The National Association of Business Women (NABW) held a meeting to introduce the Green and Inclusive Energy project to the Mchinji District Executive Council in Malawi .
Forty-two stakeholders from government departments and non-governmental organisations participated in the meeting.
NABW is one of Hivos Southern Africa’s partners under the Green and Inclusive Energy programme in Malawi. The Green and Inclusive Energy is a five-year strategic partnership with the Dutch government, launched at the beginning of 2016 to help influence the uptake of renewable energy.
About Green and Inclusive Energy
The Green and Inclusive Energy partnership focuses on lobby and advocacy that will influence the public and political debate on energy, with the ultimate aim of transitioning toward greener and more inclusive energy systems. Only when renewable energy becomes more available and widespread will the energy needs of women and men for their daily activities, livelihoods, education and health be met, thus also creating economic opportunities and growth whilst mitigating climate change.
The programme’s nucleus is built on cooperation with and capacity strengthening of national civil society to effectively advocate in favour of green and inclusive policies. It will link and influence the energy policies at international, regional and national level.
Despite a range of efforts by local and international stakeholders to increase access to modern energy sources in the country, 89 per cent of Malawi’s energy is still sourced from traditional biomass mainly fuel wood. Only 8 per cent of the population in Malawi have access to electricity but installed capacity of electricity generation is lower than demand.
NGOs operating in Mchinji together with four other NGOs who introduced their projects on the same day. The director of administration emphasized to work with the members of the DEC to ensure its success.

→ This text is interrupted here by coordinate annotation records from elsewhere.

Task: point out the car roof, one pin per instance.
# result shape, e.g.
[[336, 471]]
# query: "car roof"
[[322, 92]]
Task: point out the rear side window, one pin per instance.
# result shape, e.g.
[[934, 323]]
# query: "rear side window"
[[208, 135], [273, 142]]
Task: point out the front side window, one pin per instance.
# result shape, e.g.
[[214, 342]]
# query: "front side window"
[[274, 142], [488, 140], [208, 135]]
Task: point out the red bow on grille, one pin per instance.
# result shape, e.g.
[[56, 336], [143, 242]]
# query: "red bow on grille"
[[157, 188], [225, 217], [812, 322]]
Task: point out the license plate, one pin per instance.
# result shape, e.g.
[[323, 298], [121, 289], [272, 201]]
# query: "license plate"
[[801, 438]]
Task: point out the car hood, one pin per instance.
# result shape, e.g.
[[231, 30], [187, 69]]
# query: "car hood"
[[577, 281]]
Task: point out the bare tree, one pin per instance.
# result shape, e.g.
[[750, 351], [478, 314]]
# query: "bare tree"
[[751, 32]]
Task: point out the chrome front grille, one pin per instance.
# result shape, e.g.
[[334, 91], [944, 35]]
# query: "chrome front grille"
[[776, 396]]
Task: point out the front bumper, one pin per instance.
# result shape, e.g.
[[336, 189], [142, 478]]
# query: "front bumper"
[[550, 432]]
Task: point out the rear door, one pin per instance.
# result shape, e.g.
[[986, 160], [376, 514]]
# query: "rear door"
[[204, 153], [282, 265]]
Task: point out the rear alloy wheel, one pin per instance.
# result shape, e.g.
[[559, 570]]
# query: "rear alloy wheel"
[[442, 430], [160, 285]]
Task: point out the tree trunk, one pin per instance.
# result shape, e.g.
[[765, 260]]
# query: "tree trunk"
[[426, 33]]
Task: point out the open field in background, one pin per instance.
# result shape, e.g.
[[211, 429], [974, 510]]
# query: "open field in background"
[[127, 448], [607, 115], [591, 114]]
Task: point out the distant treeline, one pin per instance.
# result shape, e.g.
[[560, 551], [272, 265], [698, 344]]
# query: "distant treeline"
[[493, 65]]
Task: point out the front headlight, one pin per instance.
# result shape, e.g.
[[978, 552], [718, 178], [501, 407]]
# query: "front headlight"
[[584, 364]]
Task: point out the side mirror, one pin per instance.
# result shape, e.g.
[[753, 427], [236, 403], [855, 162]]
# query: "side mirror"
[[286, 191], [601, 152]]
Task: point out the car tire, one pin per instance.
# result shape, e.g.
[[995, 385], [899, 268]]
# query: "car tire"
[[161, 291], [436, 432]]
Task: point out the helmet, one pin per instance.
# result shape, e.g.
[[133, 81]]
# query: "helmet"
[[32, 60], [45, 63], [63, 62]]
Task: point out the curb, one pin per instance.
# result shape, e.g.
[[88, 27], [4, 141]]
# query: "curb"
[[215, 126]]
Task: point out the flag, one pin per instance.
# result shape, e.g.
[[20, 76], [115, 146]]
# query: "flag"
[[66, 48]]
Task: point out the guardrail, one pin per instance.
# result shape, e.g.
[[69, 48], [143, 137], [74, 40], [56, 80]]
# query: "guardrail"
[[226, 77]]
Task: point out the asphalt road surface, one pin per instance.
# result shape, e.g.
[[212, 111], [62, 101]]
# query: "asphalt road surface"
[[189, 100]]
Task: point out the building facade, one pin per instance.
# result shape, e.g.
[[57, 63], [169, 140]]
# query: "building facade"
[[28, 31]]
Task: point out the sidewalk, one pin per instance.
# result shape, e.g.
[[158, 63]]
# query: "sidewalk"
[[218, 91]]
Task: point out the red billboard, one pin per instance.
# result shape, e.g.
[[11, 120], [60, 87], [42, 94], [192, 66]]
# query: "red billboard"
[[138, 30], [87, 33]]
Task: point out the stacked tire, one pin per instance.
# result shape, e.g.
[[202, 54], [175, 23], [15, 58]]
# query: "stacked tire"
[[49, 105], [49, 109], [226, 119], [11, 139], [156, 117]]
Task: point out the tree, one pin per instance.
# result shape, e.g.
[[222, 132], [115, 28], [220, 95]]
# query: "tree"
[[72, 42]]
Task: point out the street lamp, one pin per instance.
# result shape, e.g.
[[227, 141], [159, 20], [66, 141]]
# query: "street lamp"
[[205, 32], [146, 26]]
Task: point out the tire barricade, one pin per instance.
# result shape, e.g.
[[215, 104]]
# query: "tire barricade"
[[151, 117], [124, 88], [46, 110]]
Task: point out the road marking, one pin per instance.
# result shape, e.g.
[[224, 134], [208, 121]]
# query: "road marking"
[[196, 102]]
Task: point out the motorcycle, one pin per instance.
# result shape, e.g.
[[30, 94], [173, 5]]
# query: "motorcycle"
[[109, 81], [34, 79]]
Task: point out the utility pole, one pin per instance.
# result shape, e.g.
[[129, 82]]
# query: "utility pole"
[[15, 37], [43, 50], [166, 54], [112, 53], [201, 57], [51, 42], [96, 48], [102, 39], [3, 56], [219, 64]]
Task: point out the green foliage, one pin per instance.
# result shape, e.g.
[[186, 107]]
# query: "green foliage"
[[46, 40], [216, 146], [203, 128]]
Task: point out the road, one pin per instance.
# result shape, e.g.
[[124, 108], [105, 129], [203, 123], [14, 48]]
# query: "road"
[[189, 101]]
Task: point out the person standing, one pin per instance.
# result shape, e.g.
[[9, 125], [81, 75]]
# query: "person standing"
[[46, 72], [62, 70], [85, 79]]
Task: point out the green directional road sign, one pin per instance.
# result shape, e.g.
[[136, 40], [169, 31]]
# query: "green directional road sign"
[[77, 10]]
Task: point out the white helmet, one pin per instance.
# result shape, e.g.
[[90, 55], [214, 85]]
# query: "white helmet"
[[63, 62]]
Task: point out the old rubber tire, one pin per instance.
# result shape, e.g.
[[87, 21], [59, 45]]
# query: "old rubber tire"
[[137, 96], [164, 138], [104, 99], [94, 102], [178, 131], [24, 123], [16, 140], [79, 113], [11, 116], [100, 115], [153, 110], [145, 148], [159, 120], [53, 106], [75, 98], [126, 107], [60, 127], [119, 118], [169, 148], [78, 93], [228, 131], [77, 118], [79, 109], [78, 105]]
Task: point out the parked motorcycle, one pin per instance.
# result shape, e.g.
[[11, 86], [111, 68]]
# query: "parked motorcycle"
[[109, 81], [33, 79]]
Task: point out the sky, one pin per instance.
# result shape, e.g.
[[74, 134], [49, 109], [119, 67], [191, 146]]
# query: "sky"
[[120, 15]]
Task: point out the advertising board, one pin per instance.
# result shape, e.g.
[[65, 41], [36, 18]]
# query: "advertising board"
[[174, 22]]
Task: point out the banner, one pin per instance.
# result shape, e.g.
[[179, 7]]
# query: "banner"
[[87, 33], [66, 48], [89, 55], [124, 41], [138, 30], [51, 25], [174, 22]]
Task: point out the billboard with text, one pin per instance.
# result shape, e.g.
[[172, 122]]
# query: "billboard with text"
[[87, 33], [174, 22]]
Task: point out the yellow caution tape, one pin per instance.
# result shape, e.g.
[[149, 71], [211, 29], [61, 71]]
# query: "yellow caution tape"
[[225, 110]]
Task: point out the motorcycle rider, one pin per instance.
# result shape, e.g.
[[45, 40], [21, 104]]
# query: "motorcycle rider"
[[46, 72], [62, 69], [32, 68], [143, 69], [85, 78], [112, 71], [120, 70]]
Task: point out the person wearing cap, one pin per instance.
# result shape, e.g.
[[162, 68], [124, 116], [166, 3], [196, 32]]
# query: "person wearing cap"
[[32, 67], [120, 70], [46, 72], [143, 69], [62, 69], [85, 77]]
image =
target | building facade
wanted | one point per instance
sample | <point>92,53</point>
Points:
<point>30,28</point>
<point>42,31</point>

Need for Capacity Building and Renewable Energy Technologies
According to participants at the inception meeting, capacity development and provision of renewable energy technologies coupled with good demonstration sites is critical to enhance the uptake of renewable energy especially among women in Malawi.
The Malawi GIE seek to influence the development of policies that will facilitate a standardised approached to the implementation of renewable energy in Malawi.
“Building a case from our district to drive a national agenda on gender and social inclusion in energy project is one way all concerned citizens can start to realise their position in the country’s development issues like energy access,” said the Director of Administration in Mchinji.
Women and Energy in Malawi
In Malawi, women’s participation in energy generation, distribution and its regulation still remains minimal. Women lack the knowledge, skills and investment capacity to participate in this field despite the fact they are the end users of energy systems.
The consideration of social and gender issues in design, implementation, and monitoring and evaluation processes of renewable energy projects is key to successful uptake.
To gain greater insight into the state of women’s energy access, NABW conducted an assessment of the energy options available to rural based women in the district. By identifying region-specific barriers and building support around solutions to address them, NABW will provide a framework for advocating with policymakers in Malawi. Energy is very important in women’s daily lives, especially for serving food for families, lighting for teaching their children at night, and energy for their small food industries.